El
pueblo de Cupertino donde nació nuestro santo pertenecía al reino de Nápoles,
tenía entonces unos 2.000 habitantes, dedicados casi exclusivamente a la
agricultura.
Sus
padres se unieron en matrimonio el año 1585. Su padre se llamaba Felipe Desa y
su madre, de catorce años, era Franceschina Panaca. Los dos eran de
familias económicamente modestas. Su padre era carpintero. El duque de
Acerenza, lo nombró procurador del castillo que poseía en el pueblo por
considerarlo un hombre de bien y de confianza. Por este motivo sus
conciudadanos lo llamaban el castellano.
Tuvieron
seis hijos, pero los cuatro primeros (Brígida, Pedro, Margarita y otro segundo Pedro)

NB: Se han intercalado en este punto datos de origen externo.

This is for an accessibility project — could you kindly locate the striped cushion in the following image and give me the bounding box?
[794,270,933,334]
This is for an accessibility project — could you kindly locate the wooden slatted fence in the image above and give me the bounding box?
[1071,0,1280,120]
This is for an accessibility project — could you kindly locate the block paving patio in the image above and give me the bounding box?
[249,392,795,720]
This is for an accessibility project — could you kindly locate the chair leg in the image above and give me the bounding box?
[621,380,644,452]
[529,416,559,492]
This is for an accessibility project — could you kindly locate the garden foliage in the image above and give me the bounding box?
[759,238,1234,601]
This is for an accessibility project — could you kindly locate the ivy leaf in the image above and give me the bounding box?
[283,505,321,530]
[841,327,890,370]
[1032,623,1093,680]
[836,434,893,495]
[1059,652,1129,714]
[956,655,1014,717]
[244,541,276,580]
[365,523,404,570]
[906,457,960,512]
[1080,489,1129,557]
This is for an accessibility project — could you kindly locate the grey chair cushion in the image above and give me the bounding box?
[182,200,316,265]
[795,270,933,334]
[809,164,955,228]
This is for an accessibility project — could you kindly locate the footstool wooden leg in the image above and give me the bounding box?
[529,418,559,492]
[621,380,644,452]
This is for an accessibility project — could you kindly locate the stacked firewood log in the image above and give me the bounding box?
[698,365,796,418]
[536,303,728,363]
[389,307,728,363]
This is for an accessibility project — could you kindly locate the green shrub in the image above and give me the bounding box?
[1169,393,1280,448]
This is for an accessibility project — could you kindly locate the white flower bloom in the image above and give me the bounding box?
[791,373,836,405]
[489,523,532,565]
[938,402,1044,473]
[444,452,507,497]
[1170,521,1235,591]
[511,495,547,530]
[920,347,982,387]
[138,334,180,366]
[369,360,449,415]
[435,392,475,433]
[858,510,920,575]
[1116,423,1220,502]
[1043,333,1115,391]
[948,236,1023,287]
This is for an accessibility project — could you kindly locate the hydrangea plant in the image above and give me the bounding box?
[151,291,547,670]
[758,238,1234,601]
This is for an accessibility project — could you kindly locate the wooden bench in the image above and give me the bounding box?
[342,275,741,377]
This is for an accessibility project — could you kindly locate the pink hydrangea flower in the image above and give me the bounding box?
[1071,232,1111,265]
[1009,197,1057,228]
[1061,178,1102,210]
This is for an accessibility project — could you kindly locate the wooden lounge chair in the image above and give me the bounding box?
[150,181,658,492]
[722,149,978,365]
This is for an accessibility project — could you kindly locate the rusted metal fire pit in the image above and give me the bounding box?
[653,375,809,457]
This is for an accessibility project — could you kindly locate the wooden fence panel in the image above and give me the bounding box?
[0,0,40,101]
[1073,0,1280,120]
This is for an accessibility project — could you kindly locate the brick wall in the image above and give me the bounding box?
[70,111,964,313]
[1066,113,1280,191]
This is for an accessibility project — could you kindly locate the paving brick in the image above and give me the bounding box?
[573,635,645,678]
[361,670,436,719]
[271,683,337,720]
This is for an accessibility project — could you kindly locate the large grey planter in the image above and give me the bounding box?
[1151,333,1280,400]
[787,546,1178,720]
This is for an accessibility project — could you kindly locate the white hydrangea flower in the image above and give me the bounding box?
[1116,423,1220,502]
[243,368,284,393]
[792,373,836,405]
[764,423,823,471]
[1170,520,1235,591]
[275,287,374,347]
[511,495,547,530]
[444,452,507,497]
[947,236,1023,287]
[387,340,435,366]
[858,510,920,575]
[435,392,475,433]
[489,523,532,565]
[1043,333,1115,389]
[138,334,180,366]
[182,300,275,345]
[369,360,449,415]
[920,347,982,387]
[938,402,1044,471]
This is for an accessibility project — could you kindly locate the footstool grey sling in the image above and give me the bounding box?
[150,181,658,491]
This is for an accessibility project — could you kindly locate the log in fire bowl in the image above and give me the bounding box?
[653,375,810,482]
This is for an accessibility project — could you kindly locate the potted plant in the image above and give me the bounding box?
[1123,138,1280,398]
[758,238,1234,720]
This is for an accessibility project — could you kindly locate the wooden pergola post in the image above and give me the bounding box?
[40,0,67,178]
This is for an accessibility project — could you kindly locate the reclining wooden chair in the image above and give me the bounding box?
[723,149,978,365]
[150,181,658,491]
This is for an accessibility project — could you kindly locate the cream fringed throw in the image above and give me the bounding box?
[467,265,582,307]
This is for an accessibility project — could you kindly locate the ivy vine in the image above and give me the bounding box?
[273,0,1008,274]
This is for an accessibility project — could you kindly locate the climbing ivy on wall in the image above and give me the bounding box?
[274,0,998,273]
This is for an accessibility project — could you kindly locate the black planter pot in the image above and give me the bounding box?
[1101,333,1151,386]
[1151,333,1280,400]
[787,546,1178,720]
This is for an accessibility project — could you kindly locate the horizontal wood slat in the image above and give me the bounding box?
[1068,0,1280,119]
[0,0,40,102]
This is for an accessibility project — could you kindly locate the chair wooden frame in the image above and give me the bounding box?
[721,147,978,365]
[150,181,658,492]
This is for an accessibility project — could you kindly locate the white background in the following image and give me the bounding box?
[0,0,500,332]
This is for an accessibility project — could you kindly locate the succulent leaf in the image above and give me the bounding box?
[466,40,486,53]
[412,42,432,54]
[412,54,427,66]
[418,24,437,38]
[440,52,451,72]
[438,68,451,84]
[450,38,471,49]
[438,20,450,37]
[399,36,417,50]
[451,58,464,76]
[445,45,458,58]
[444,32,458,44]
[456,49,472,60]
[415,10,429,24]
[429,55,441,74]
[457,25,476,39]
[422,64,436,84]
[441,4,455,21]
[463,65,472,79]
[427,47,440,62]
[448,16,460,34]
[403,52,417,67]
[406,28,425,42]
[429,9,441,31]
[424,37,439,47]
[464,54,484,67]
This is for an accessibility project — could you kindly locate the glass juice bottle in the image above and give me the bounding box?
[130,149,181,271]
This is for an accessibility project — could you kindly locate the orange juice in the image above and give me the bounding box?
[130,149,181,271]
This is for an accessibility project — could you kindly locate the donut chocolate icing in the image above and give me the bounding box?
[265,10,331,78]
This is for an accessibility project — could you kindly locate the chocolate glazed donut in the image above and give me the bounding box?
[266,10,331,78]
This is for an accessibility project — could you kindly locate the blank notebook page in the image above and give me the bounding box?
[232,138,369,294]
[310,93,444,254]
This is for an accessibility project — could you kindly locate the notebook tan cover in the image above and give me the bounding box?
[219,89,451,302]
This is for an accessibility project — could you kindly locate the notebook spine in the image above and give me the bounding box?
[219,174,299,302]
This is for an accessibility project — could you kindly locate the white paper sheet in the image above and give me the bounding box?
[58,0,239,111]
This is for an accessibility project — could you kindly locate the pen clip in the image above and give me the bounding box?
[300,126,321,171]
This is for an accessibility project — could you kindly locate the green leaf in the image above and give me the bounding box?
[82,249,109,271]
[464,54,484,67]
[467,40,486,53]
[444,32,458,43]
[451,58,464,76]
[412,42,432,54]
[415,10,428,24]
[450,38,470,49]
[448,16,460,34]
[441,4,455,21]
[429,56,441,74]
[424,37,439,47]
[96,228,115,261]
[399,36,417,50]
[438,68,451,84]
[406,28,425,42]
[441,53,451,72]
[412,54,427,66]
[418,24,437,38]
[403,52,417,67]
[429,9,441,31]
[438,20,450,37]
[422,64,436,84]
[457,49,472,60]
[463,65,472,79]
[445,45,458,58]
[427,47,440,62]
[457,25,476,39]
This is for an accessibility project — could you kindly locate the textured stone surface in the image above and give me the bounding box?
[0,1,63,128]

murieron muy pequeños. Sobrevivieron: Livia, nacida el 14 de octubre de 1601, y
nuestro José María.
Su padre cometió un gravísimo error, que
condicionaría la vida de nuestro futuro santo. Un día, por excesiva ligereza,
avaló a algunos conocidos por el valor de 1.000 ducados, una suma enorme en
aquellos tiempos. Los amigos no cumplieron su compromiso y él, como garante,
debió responder del dinero o ir a la cárcel. En esta disyuntiva huyó del lugar
y dejó abandonada a la esposa, que estaba embarazada de José María.
El
día 17 de junio de 1603 llegaron algunos alguaciles a la casa, buscando al
papá. Franceschina estaba a punto de dar a luz y huyó del hogar, refugiándose
en casa de unos amigos y escondiéndose en el establo. Ese mismo día nació nuestro santo, José María Desa Panaca, en el
establo, como Jesús.
Al
nacer, su madre lo consagró a la Virgen y, por eso, al nombre de José le añadió
el de María. Su madre solía decir: Yo lo consagré a María y sólo he sido su nodriza.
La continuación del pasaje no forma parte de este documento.